Gazeteci Ceren Bayar’ın gönderdiği dayanışma mesajını şu şekilde: “Bugün Ankara’da, Türkiye Büyük Millet Meclisi’nde barışa evrilmesini umut ettiğimiz bir süreci takip edebiliyorsak, başta Gurbetelli Ersöz olmak üzere Kürt kadın gazetecilerin emeği çok büyük. Onların 90’lardan bugüne açığa çıkardıkları hakikatler olmasa, bugün barışı konuşuyor olamazdık. Görüyoruz ki Gurbetelli Ersöz’ün gazetecilik inadı nesilden nesile aktarılıyor. İşte bu ödül töreni de bu inadın devam edeceğinin, Gurbetelli Ersöz’ün mirasının güçlenerek büyüyeceğinin kanıtı. Gazetecilik inadını her şeye rağmen sürdüren, bu ödül törenini emek emek gerçekleştiren tüm kadınlar iyi ki varsınız. Aranızda olamadığım için çok üzgünüm.”
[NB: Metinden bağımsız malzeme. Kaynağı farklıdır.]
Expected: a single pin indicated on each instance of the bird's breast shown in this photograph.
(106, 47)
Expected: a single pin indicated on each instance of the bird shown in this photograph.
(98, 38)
Belgeselci Sibel Tekin ise, “Hakikati, ötekini, görünmeyeni daha çok gören kadınların bu mesleği yapması, yapmaya devam etmesi dileğiyle herkese selamlar” mesajını gönderdi.
KÜRTÇE HABER DALI
Konuşmaların ardından ödül törenine geçildi. Gazeteciler Semiha Alankuş, Hatice Kamer ve Hesna Muhemed’in jüri üyeliğini yaptığı Kürtçe Haber Dalı’nda Birincilik Ödülüne JinNews’ten Rojda Aydın ve Dilan Babat’ın “Kiryarê ku destdirêjî 12 zarokan kir, tiryakê ji ku peyda dike?” konulu haberi layık görüldü. Gazetecilere ödüllerini Özgür Kadın Hareketi (Tevgere Jinen Azad-TJA) aktivisti Berivan Elter verdi.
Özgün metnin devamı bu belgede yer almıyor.